Ich meine nicht „wahr“ im Sinne von nachweisbar korrekt – das ist Bürokratie. Ich meine „wahr“ wie in irgendetwas in mir nickt leise, während ich lese.
Ein Nicken, das nicht immer weiß, warum es nickt. Es tut’s einfach.
Ein inneres „Ja“, manchmal zaghaft, manchmal mit ganzer Faust auf dem Tisch.
Nicht, weil es „wahr“ im überprüfbaren Sinn ist. Sondern weil es sich echt anfühlt. Lebendig.
Es ist nicht objektiv.
Es ist nicht logisch.
Es ist... naja, wahr eben.
Natürlich kann man Geschichten auf ihren Wahrheitsgehalt prüfen – es gibt Fachleute dafür. Historiker. Faktenchecker. Schwiegermütter.
Aber was macht eine Geschichte wahr für dich – und für mich?
Vielleicht ist das der Unterschied zwischen „wahr“ und „Wahrheit“.
Klingt verwirrend? Prima. Dann bist du hier richtig. 😉
Wir spüren, wenn eine Geschichte „wahr“ ist.

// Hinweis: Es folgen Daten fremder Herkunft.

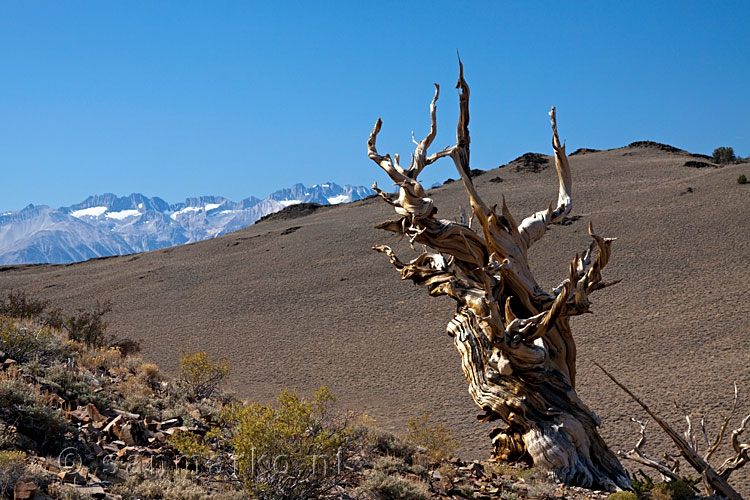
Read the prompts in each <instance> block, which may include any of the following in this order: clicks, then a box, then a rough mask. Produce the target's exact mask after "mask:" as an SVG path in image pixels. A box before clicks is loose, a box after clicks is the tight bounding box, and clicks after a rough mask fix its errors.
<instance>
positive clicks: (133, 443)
mask: <svg viewBox="0 0 750 500" xmlns="http://www.w3.org/2000/svg"><path fill="white" fill-rule="evenodd" d="M114 432H115V434H116V435H117V437H118V438H119V439H120V440H121V441H123V442H124V443H125V444H126V445H128V446H141V445H146V444H148V437H147V435H146V432H147V431H146V427H145V426H144V425H143V424H142V423H141V422H140V421H138V420H131V421H129V422H126V423H125V424H124V425H123V426H122V427H119V428H118V427H115V428H114Z"/></svg>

Weil sie uns etwas sagt, das wir nicht erklären können, aber sofort verstehen. Eine Geschichte ist dann wahr, wenn sie in uns etwas bewegt, das da schon war, bevor wir die Worte gelesen haben.
Woher kommt dieses Wissen – dieses Gespür dafür, wann sich etwas „echt“ anfühlt?
Es liegt, glaube ich, an unserer Denkweise – oder besser: an unserer Denk-Natur.
Terry Pratchett nannte es das Narrativium – ein Element, das in keiner Periodentafel auftaucht, aber in jeder Geschichte und Erinnerung wirkt.
Wir sind narrative Wesen. Geschichten sind nicht nur etwas, das wir uns ausdenken – sie sind das Medium, durch das wir die Welt überhaupt erst begreifen.
Ein Beispiel: Gedächtniskünstler.
Die Menschen, die sich Hunderte von Details merken, tun das nicht, indem sie „nur“ speichern – sie verknüpfen. Sie erfinden Bilder, Szenen, kleine Geschichten.
Und plötzlich ist das scheinbar Komplexe viel einfacher als die reinen Fakten.
Warum?
Weil unser Denken nicht für nackte Information gebaut ist. Es will Zusammenhang. Bedeutung. Bezug.
„Fotos mit Bezug“, nannte das der Vater meiner Frau.
Er fotografierte niemals nur Landschaften – immer musste mindestens eine Person mit auf das Bild.
Nicht wegen der Ästhetik. Sondern wegen der Erinnerung.
Und das ist es.
Eine Geschichte ohne Bezug ist wie ein Foto von irgendeinem Strand. Hübsch.
Aber beliebig.
Sobald jemand darauf zu sehen ist – jemand, den wir kennen, kennenlernen wollen – oder etwas, zu dem wir eine Verbindung spüren – dann wird es bedeutungsvoll. Und damit: wahr.
Nicht im Sinne von messbar. Sondern im Sinne von fühlbar.
Selbst wenn es um lila schwammartige Wesen auf einem fernen Planeten geht.
Wenn ich nur schreibe, dass sie existieren – okay. Schulterzucken.
Aber wenn ich sage, dass eines dieser Wesen, nennen wir es Aio, aus einer Kolonie tief unten in einem Krater stammt...
Und dass es sich in ein anderes Wesen verliebt hat, Loi, das ganz oben auf dem Rand lebt – im Licht...
Dann ist da plötzlich etwas.
Etwas, das ich wiedererkenne. Etwas, das mit mir spricht.
Ein Wunsch. Eine Grenze. Eine Reise.
Und verdammt, jetzt will ich wissen, ob Aio es schafft, den Krater zu verlassen.
Ob Loi überhaupt weiß, dass Aio existiert.
Und ob Schwammwesen vielleicht auch Liebesbriefe schreiben.
Denn wie hat Archimedes gesagt?
Gib mir einen festen Punkt und einen Hebel – und ich hebe die Welt aus den Angeln.
Denn wenn eine Geschichte für uns wahr sein soll, dann muss sie beides haben:
Einen Bezugspunkt – und einen Satz, der lang genug ist.
Gib mir eine Figur, mit der ich fühlen kann –
und eine Geschichte, die ihr einen Hintergrund gibt –
und ich kann dein Universum aus den Angeln heben.
Metaphorisch gesprochen. Archimedes approved.
Dann lesen wir nicht nur die Geschichte.
Dann erleben wir sie tatsächlich.
Dann wird sie wahr – während wir sie lesen.